Assets under management: What it means and how it’s calculated
Assets under management refers to the total market value of the investments that a firm or fund is managing. For instance, if a wealth management firm has an AUM of $2 billion, it indicates that they manage $2 billion on behalf of their clients.
Individual mutual funds or ETFs may also refer to AUM, which is a measurement of the amount of money managed in that specific fund. AUM levels may change as new money is added to the fund or investors withdraw money. Additionally, changes in the value of the underlying investment also impact the assets.
AUM and fees
Wealth management firms, financial advisors, and investment funds often charge a management fee that is based on the amount of assets being managed. For example, if a wealth management firm has $2 billion of assets under management and a 1% annual management fee, the firm will earn $20 million in revenue.

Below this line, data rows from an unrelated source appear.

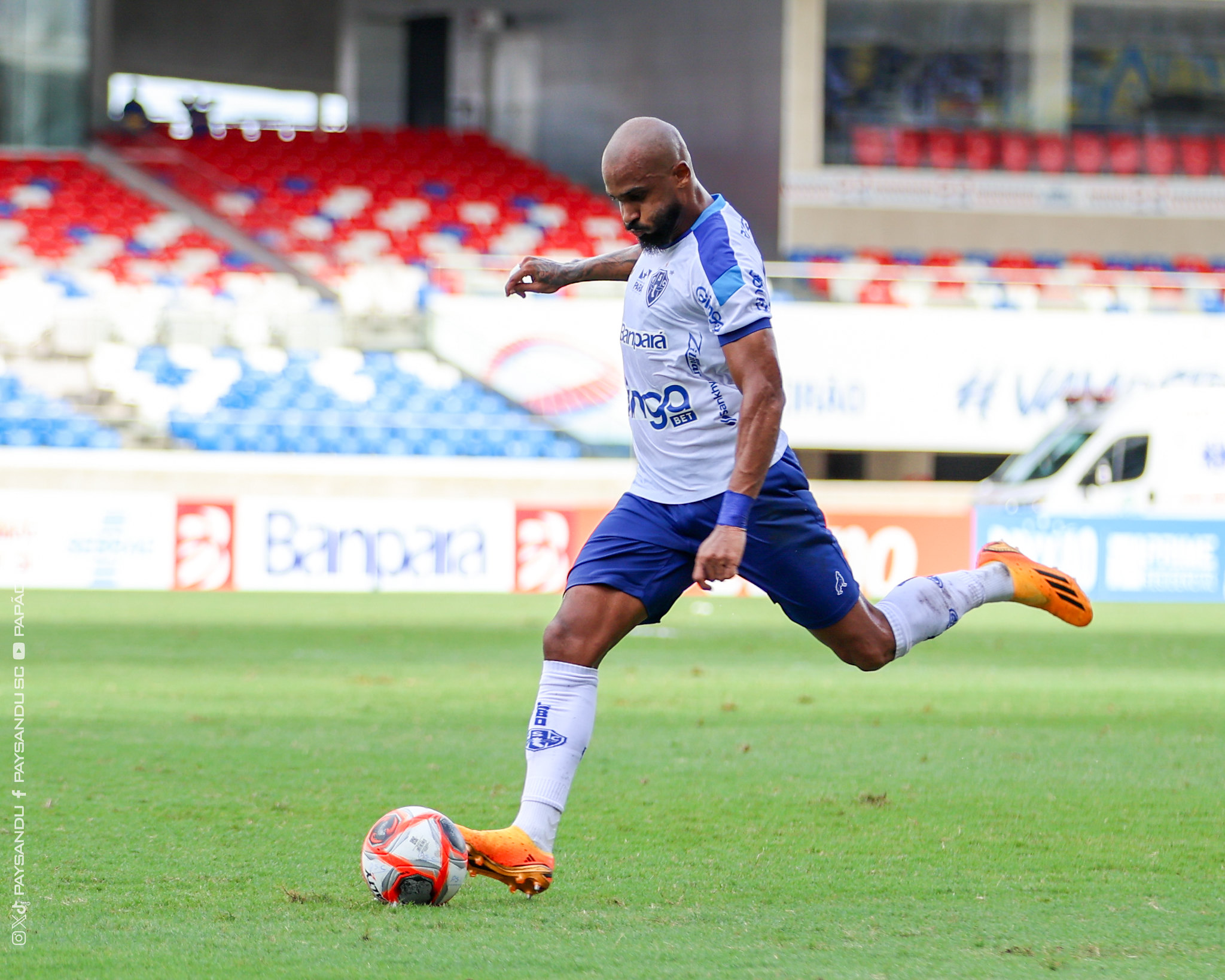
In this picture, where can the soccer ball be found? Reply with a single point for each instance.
(415, 857)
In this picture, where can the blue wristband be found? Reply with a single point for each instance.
(734, 510)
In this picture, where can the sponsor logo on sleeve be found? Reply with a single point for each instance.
(707, 302)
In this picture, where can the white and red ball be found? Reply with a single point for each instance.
(415, 857)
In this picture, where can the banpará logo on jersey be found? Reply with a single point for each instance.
(707, 300)
(658, 285)
(671, 407)
(637, 339)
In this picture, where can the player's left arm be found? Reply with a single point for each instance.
(754, 366)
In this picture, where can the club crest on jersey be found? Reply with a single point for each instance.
(544, 738)
(657, 287)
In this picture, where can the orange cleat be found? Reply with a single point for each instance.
(1040, 586)
(510, 857)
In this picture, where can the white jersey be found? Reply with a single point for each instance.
(681, 305)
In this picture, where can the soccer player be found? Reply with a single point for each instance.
(718, 492)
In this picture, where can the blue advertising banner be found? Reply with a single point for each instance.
(1119, 559)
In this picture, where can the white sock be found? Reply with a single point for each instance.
(924, 608)
(557, 736)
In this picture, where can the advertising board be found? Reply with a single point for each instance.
(857, 378)
(74, 540)
(355, 544)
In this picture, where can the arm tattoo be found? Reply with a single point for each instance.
(613, 266)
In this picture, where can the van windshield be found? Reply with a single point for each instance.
(1049, 456)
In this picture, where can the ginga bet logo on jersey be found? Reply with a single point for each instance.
(662, 409)
(707, 300)
(637, 339)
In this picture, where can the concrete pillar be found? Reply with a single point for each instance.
(1050, 74)
(803, 105)
(102, 47)
(804, 70)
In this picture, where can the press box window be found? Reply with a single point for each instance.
(1124, 461)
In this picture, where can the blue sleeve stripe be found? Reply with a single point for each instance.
(728, 283)
(715, 208)
(715, 251)
(728, 339)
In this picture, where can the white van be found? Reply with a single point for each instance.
(1158, 452)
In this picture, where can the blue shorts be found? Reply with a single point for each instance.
(647, 549)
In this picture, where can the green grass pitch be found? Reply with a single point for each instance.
(1013, 799)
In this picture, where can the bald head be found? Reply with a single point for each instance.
(645, 145)
(648, 172)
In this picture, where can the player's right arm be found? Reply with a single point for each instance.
(536, 275)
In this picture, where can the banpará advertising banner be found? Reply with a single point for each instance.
(857, 376)
(354, 544)
(1119, 559)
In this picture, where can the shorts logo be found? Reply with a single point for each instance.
(544, 738)
(657, 287)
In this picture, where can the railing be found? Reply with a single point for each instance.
(961, 285)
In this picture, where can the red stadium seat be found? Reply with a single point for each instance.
(1196, 155)
(1016, 150)
(870, 146)
(1122, 153)
(1013, 260)
(943, 148)
(982, 150)
(909, 148)
(1090, 260)
(1191, 264)
(1219, 156)
(1088, 152)
(1053, 152)
(1159, 155)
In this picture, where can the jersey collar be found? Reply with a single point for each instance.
(715, 208)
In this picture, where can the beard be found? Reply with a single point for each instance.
(660, 235)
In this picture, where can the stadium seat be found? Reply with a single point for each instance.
(29, 418)
(1196, 155)
(1088, 152)
(339, 401)
(909, 148)
(1016, 150)
(945, 148)
(983, 150)
(65, 216)
(339, 200)
(870, 146)
(1053, 152)
(1159, 155)
(1122, 153)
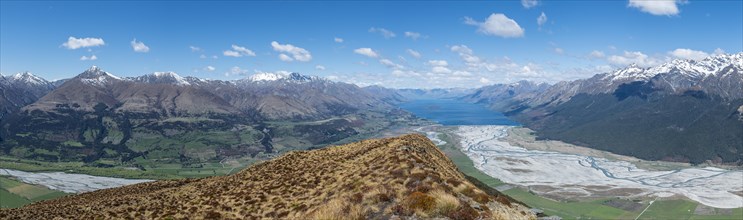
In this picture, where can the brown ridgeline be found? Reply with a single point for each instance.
(406, 176)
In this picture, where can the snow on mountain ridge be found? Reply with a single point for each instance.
(281, 75)
(163, 77)
(693, 68)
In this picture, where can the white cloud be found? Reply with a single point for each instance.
(230, 53)
(497, 25)
(75, 43)
(438, 63)
(366, 52)
(139, 46)
(92, 57)
(529, 3)
(384, 32)
(390, 64)
(297, 53)
(633, 57)
(413, 35)
(243, 50)
(236, 71)
(285, 58)
(684, 53)
(439, 66)
(414, 53)
(596, 54)
(559, 50)
(467, 56)
(719, 51)
(656, 7)
(440, 70)
(541, 19)
(238, 51)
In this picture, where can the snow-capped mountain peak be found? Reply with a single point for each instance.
(281, 75)
(691, 68)
(265, 76)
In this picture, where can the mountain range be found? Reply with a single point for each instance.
(403, 177)
(100, 118)
(683, 110)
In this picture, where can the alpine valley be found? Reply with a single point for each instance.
(165, 125)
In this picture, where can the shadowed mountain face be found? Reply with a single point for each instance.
(401, 176)
(684, 110)
(97, 117)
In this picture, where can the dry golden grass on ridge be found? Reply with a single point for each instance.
(373, 179)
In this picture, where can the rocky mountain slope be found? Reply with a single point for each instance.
(292, 96)
(106, 120)
(374, 179)
(683, 110)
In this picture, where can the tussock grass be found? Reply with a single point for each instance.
(376, 179)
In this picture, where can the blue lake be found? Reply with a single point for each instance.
(455, 112)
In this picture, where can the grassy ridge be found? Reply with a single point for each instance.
(594, 209)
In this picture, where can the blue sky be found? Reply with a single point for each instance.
(448, 44)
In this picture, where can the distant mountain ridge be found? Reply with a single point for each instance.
(97, 117)
(403, 177)
(21, 89)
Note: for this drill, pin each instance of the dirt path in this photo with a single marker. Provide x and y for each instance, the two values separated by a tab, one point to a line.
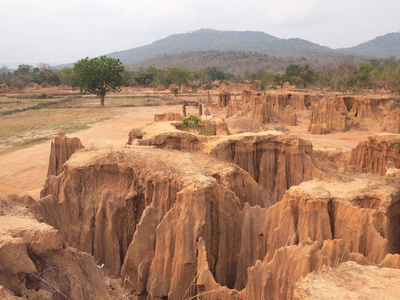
24	171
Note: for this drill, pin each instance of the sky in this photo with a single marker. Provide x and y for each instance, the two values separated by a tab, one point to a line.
56	32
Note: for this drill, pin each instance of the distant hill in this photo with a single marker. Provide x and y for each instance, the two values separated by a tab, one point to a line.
237	63
241	51
380	47
237	41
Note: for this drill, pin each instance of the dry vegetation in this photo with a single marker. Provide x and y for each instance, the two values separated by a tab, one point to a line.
25	119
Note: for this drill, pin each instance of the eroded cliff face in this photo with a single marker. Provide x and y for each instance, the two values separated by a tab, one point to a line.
376	155
175	224
275	161
214	217
370	282
62	147
145	210
35	262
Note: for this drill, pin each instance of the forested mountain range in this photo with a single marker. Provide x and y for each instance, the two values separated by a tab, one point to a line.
238	50
381	47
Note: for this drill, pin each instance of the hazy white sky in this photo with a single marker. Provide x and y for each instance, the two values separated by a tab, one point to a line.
55	31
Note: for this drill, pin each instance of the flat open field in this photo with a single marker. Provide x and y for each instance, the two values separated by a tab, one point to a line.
25	136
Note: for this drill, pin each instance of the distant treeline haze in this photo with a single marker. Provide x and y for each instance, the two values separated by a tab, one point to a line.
347	75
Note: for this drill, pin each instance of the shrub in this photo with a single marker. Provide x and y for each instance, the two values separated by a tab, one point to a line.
396	146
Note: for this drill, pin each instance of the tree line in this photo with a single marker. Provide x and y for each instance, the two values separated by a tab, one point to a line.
374	74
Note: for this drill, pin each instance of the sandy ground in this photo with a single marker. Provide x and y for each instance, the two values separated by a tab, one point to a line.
24	171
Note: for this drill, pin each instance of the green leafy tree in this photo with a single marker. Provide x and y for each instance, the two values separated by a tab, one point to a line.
67	76
24	73
99	75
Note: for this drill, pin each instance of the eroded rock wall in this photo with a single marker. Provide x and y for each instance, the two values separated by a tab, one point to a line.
276	162
61	150
146	209
375	155
35	262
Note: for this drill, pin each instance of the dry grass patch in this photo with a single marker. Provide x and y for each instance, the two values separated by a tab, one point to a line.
21	129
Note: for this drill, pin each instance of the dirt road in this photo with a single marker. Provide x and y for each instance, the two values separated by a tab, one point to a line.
24	171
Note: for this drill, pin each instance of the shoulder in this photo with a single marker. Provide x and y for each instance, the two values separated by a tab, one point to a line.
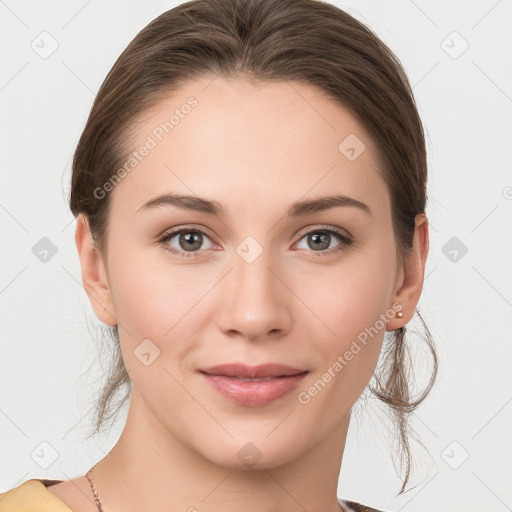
32	496
352	506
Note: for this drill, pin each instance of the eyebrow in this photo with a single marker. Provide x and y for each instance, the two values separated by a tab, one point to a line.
297	209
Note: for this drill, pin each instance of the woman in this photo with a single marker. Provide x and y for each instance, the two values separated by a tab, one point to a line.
250	192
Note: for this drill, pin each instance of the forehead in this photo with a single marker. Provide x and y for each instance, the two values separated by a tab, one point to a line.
240	142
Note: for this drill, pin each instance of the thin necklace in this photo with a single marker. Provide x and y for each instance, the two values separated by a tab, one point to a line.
94	491
100	506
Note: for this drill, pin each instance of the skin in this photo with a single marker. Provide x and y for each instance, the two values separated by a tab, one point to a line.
255	149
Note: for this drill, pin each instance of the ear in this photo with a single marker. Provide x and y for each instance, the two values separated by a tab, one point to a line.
94	276
410	282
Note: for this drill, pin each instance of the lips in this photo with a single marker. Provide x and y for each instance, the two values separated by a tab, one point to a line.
262	371
253	386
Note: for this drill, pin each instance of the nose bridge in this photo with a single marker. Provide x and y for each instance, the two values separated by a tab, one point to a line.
256	303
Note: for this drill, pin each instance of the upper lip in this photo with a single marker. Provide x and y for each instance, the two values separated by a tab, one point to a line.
250	372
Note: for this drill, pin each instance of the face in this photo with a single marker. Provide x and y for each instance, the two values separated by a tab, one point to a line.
257	282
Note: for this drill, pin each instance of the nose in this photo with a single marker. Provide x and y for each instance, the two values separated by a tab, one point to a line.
256	304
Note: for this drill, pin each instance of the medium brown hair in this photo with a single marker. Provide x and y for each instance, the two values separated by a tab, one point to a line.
307	41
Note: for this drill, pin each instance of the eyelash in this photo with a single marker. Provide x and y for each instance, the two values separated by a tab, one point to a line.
345	240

Financial firms and funds frequently advertise their high AUM to entice new investors by demonstrating that many others have already entrusted them with their money. However, the situation is more complex than that. One way investors can benefit is by investing in funds with higher assets, which can result in lower expense ratios. This applies specifically to index funds that use broad indexes like the S&P 500.
Having more assets may not be beneficial for actively managed funds trying to outperform the market. Even though a higher AUM allows the investment manager to receive higher fees, the investment choices for the fund will become limited as the level of assets increases. For example, if a $50 billion fund wants to invest in a company with a $500 million market cap, it may not be possible due to the fund’s size. According to the message, for the company to account for only 1 percent of the fund’s portfolio, the entire company would need to be purchased. This aligns with Warren Buffett’s belief that investment performance is negatively impacted by the size of the investment.
AUM examples
Both firms and funds use the term “assets under management” to refer to the amount of money that they manage for their clients and investors.
Vanguard
As of March 31, 2023, Vanguard managed a total of $7.6 trillion in assets and provides a variety of investment options to investors globally, including hundreds of different funds.
Blackrock
In the first quarter of 2023, Blackrock’s assets under management totaled $9.1 trillion. The company provides multiple types of funds and reportedly assists over 35 million Americans in saving for retirement.
SPDR S&P 500 ETF Trust
As of May 17, 2023, the total value of assets managed by the SPDR S&P 500 ETF Trust was $383.9 billion. This fund is designed to align with the performance of the S&P 500 Index and has an expense ratio of 0.095 percent.